There is a cold breeze out of the north here, today. It remains dry, which no one seems to mind as much in the winter months. The calves are all weaned and getting on feed. The chores take longer, and the days are shorter.

We are certainly aware of all that is happening in the world. The uncertainty, and the chaos.

But, nearly a year into what has been a nonstop mess, I am immensely thankful.



We have been too busy getting calves weaned, doctoring a few, adjusting rations and double checking headcounts to get overly wrapped up in current events. We are laying in feed, fixing things that are broke, and running to town to grab parts. We have hunters bugging us eight days out of seven, with thirty-point buck stories every noon and every evening.

It’s not that we aren’t aware of what is going on. Oh, we are. We catch a glimpse here and there, and we occasionally watch the news, with a heavy grain of salt. We converse with our friends and relatives who live in other parts of the world, and we know it’s not a pretty picture.

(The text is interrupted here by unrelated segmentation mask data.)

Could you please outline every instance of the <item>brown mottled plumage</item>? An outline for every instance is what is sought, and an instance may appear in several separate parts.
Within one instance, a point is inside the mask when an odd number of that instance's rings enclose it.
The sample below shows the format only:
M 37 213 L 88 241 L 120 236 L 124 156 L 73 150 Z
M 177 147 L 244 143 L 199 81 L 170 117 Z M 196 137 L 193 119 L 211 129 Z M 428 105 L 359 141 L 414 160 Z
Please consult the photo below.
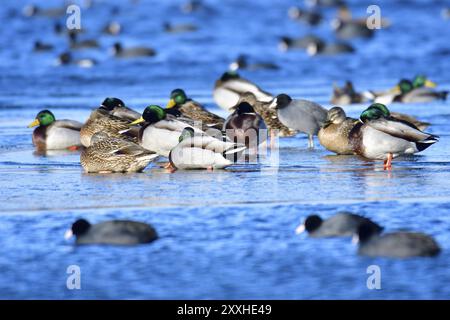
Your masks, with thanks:
M 342 108 L 331 108 L 328 110 L 327 122 L 318 133 L 320 144 L 337 154 L 353 154 L 348 136 L 356 122 L 356 119 L 347 118 Z
M 138 128 L 130 129 L 130 123 L 131 121 L 129 120 L 109 114 L 103 108 L 95 109 L 81 128 L 81 143 L 85 147 L 89 147 L 92 136 L 97 132 L 104 132 L 110 137 L 129 139 L 130 141 L 137 142 Z M 121 134 L 120 131 L 124 130 L 128 131 L 125 134 Z
M 294 136 L 297 132 L 283 125 L 278 119 L 277 110 L 269 109 L 270 103 L 258 101 L 256 96 L 251 92 L 245 92 L 241 95 L 239 103 L 247 102 L 264 120 L 267 128 L 271 131 L 278 130 L 280 137 Z
M 104 132 L 96 133 L 91 142 L 80 157 L 86 172 L 139 172 L 158 157 L 131 141 Z

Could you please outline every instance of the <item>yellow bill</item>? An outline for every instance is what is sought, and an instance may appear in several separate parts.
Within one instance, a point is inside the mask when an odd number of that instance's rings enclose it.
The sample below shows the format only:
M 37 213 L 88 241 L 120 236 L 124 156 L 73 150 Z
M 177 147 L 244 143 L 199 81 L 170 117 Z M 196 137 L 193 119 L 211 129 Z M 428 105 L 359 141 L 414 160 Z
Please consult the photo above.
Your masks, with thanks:
M 400 89 L 400 86 L 395 86 L 392 89 L 389 90 L 390 94 L 400 94 L 402 93 L 402 90 Z
M 175 102 L 175 100 L 170 99 L 169 102 L 167 103 L 166 109 L 170 109 L 173 108 L 177 105 L 177 103 Z
M 134 126 L 134 125 L 142 123 L 142 122 L 145 122 L 145 120 L 144 120 L 144 118 L 140 117 L 139 119 L 134 120 L 132 123 L 130 123 L 130 126 Z
M 39 125 L 39 119 L 34 119 L 34 121 L 28 125 L 28 128 L 33 128 L 38 125 Z
M 425 87 L 435 88 L 436 86 L 437 86 L 436 82 L 433 82 L 433 81 L 428 80 L 428 79 L 425 81 Z

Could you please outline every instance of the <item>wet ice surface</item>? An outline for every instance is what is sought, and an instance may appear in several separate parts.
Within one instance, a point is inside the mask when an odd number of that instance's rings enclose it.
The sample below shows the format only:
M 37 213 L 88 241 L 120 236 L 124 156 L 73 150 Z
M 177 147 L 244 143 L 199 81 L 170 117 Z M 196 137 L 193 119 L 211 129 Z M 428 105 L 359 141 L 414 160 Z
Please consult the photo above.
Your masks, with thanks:
M 449 28 L 438 18 L 439 6 L 382 2 L 383 14 L 393 22 L 390 30 L 368 42 L 355 41 L 357 55 L 310 59 L 302 52 L 276 50 L 278 36 L 308 31 L 285 18 L 293 1 L 276 6 L 252 1 L 244 7 L 238 1 L 222 6 L 211 1 L 216 13 L 194 16 L 179 14 L 178 3 L 153 4 L 152 10 L 171 13 L 174 21 L 196 23 L 198 33 L 163 34 L 161 21 L 141 19 L 145 10 L 120 5 L 127 10 L 115 17 L 127 26 L 120 39 L 127 45 L 155 46 L 159 55 L 113 60 L 104 52 L 115 39 L 101 37 L 101 50 L 77 53 L 100 61 L 87 70 L 56 68 L 55 53 L 31 53 L 32 41 L 51 34 L 45 18 L 16 17 L 0 30 L 0 297 L 448 298 L 448 101 L 391 106 L 431 122 L 428 131 L 441 136 L 421 154 L 396 159 L 392 172 L 383 171 L 380 162 L 333 156 L 321 146 L 308 150 L 303 135 L 280 140 L 278 165 L 266 157 L 215 172 L 169 174 L 153 165 L 142 174 L 86 175 L 76 152 L 33 153 L 32 130 L 26 125 L 40 109 L 53 110 L 57 118 L 83 121 L 106 95 L 142 109 L 148 103 L 165 103 L 171 89 L 183 87 L 223 114 L 213 104 L 211 88 L 244 49 L 282 67 L 242 72 L 244 76 L 270 92 L 287 92 L 327 107 L 331 83 L 347 78 L 357 88 L 382 89 L 421 72 L 440 89 L 450 88 L 444 67 Z M 363 15 L 367 5 L 355 3 L 355 14 Z M 23 4 L 18 1 L 15 8 Z M 2 7 L 0 16 L 6 17 L 12 5 Z M 253 14 L 252 5 L 259 14 Z M 107 18 L 99 18 L 101 5 L 90 10 L 84 14 L 86 37 L 96 37 Z M 331 17 L 333 11 L 326 14 Z M 422 27 L 404 19 L 411 14 Z M 230 32 L 233 21 L 248 32 Z M 264 34 L 261 26 L 267 27 Z M 331 39 L 326 24 L 318 33 Z M 45 40 L 65 45 L 53 35 Z M 419 45 L 418 40 L 423 42 Z M 346 110 L 356 117 L 363 108 Z M 350 239 L 294 234 L 308 214 L 328 217 L 339 210 L 364 214 L 386 231 L 426 232 L 440 243 L 442 254 L 434 259 L 364 258 L 356 255 Z M 126 248 L 75 247 L 63 234 L 79 217 L 91 222 L 148 222 L 160 239 Z M 72 264 L 81 268 L 81 290 L 66 288 L 66 268 Z M 366 268 L 372 264 L 381 267 L 382 290 L 366 287 Z

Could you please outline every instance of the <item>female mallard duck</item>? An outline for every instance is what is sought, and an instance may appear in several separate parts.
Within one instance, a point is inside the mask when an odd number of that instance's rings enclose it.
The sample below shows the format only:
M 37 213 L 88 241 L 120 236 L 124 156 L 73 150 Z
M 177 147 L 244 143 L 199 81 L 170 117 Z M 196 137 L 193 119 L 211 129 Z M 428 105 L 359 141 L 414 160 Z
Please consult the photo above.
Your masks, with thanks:
M 413 124 L 414 126 L 416 126 L 417 129 L 419 129 L 420 131 L 423 131 L 430 126 L 430 123 L 422 122 L 422 121 L 414 118 L 413 116 L 410 116 L 410 115 L 407 115 L 404 113 L 399 113 L 399 112 L 390 112 L 389 109 L 384 104 L 381 104 L 381 103 L 374 103 L 374 104 L 372 104 L 371 107 L 380 109 L 380 111 L 383 113 L 383 115 L 385 117 L 392 117 L 392 118 L 400 120 L 400 121 L 409 122 L 409 123 Z
M 256 84 L 241 78 L 234 71 L 225 72 L 214 85 L 213 98 L 219 107 L 230 110 L 245 92 L 253 93 L 260 101 L 269 102 L 273 99 L 270 93 L 263 91 Z
M 310 56 L 335 55 L 342 53 L 352 53 L 354 51 L 355 49 L 352 47 L 352 45 L 345 42 L 312 42 L 306 48 L 306 53 L 308 53 Z
M 170 164 L 176 169 L 223 169 L 232 165 L 246 147 L 214 137 L 196 134 L 186 127 L 179 143 L 170 151 Z
M 342 108 L 331 108 L 327 113 L 327 121 L 317 135 L 320 144 L 337 154 L 353 154 L 348 135 L 356 123 L 357 120 L 348 118 Z
M 97 132 L 81 153 L 80 162 L 86 172 L 139 172 L 157 157 L 131 141 Z
M 206 110 L 200 103 L 188 98 L 182 89 L 175 89 L 170 94 L 166 112 L 182 115 L 195 121 L 200 121 L 206 127 L 222 130 L 225 119 Z
M 231 108 L 234 110 L 223 125 L 223 131 L 231 141 L 245 143 L 249 149 L 257 149 L 267 139 L 267 127 L 263 118 L 247 102 Z
M 183 120 L 183 121 L 182 121 Z M 179 143 L 178 139 L 184 128 L 193 128 L 195 132 L 201 132 L 194 128 L 183 118 L 176 118 L 157 105 L 150 105 L 145 108 L 142 117 L 132 122 L 135 125 L 145 122 L 139 130 L 139 144 L 147 150 L 168 157 L 170 150 Z
M 276 96 L 269 108 L 277 110 L 278 118 L 286 127 L 306 133 L 309 148 L 314 147 L 313 136 L 326 121 L 327 109 L 312 101 L 293 100 L 287 94 Z
M 402 154 L 425 150 L 438 137 L 418 130 L 405 121 L 386 117 L 380 108 L 366 109 L 349 135 L 353 151 L 368 159 L 384 161 L 384 168 L 392 167 L 392 159 Z
M 264 120 L 264 123 L 269 128 L 270 137 L 273 139 L 275 136 L 291 137 L 295 136 L 297 132 L 289 129 L 278 119 L 277 111 L 269 108 L 269 102 L 262 102 L 256 99 L 256 96 L 251 92 L 245 92 L 241 95 L 238 103 L 247 102 Z
M 342 88 L 333 84 L 332 104 L 346 106 L 353 103 L 365 102 L 366 100 L 366 97 L 356 92 L 351 81 L 346 81 Z
M 400 80 L 396 89 L 398 94 L 394 97 L 394 101 L 403 103 L 445 100 L 448 94 L 448 91 L 434 91 L 426 87 L 414 87 L 414 84 L 407 79 Z
M 103 100 L 100 107 L 106 109 L 109 114 L 124 120 L 135 121 L 141 117 L 139 112 L 128 108 L 125 106 L 125 103 L 118 98 L 108 97 Z
M 33 131 L 33 144 L 38 151 L 45 151 L 80 147 L 82 125 L 74 120 L 55 120 L 53 113 L 42 110 L 28 128 L 39 126 Z
M 129 120 L 113 116 L 101 106 L 91 112 L 89 119 L 81 128 L 81 143 L 89 147 L 92 136 L 97 132 L 105 132 L 110 137 L 137 142 L 138 128 L 130 128 L 130 123 Z

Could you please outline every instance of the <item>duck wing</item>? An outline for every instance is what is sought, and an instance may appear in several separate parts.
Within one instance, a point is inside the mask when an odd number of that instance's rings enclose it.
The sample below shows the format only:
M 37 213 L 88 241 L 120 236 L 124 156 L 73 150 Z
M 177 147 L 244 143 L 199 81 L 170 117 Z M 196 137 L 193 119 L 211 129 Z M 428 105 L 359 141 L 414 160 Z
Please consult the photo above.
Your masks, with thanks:
M 371 120 L 367 122 L 367 125 L 393 137 L 410 142 L 434 143 L 438 141 L 439 138 L 430 133 L 420 131 L 416 126 L 407 121 L 396 120 L 392 117 Z

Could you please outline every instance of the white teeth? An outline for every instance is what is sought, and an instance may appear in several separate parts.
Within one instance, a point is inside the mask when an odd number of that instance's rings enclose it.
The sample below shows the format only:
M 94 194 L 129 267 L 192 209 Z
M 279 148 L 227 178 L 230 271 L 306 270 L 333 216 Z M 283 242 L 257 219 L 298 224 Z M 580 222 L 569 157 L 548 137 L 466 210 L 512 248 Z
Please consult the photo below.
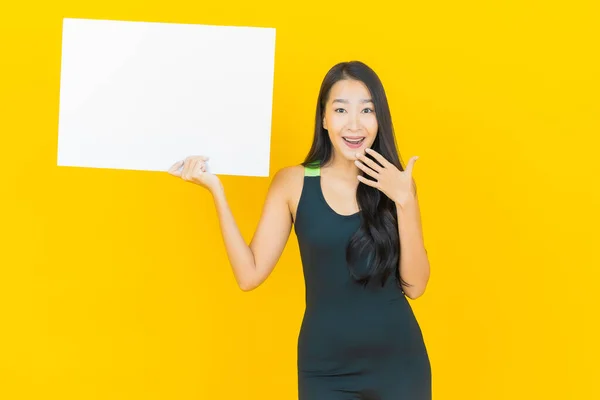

But, we have a full schedule of everyday tasks that make up our life, and our livelihood. Water needs hauled, cows need fed, the caker needs a new belt before we can use it again. A third of our contracted corn just fell through. Payments are due and we know what we have in the bank to stretch and pull to cover them all.

In the house, we are in that very serious of time year with young kids when the fall décor is being replaced with what my husband considers a stifling amount of Christmas cheer. There has been a lot of lobbying on the kids part to get a tree in each of their rooms this year. Odds are they will get their wish on that front.

Our lives are full. It isn’t all positive, rosy and easy. But, we are busy with the simultaneously simple and intricately complex nature of our occupation. There is no time to riot, no time to wallow, no time to stop and become overwhelmed at what happens next in our country.

We have to concentrate on the daily tasks at hand to ensure things don’t unravel down the road, just as we have always had to do. We need to find more corn, and that caker still isn’t running. Thanksgiving is going to result in a couple days where nothing gets done.

We pray at each meal, and again before bed. For our neighbors, our families, our nation, and that the truth comes to light. We have our opinions on just about everything, backed with our personal research, and we’re happy to share them if someone should ask. But, we aren’t spending our days out leveraging them on other human beings. We are far more interested in figuring out what we are going to do next spring if it stays dry and we don’t grow any grass.

In a year where seemingly everything requires twice the effort for half the return, I am thankful for the honest, sometimes hard work that goes into crops and cattle. For an occupation that survives the storms of life and humanity far better than most.

It seems no one has much leftover grass or extra cushion in their pocket book as we near year’s end. But, we do have food, shelter, family and security to a degree most people cannot even imagine. It makes for a priceless combination, and that is worth remembering as we enter the holiday season.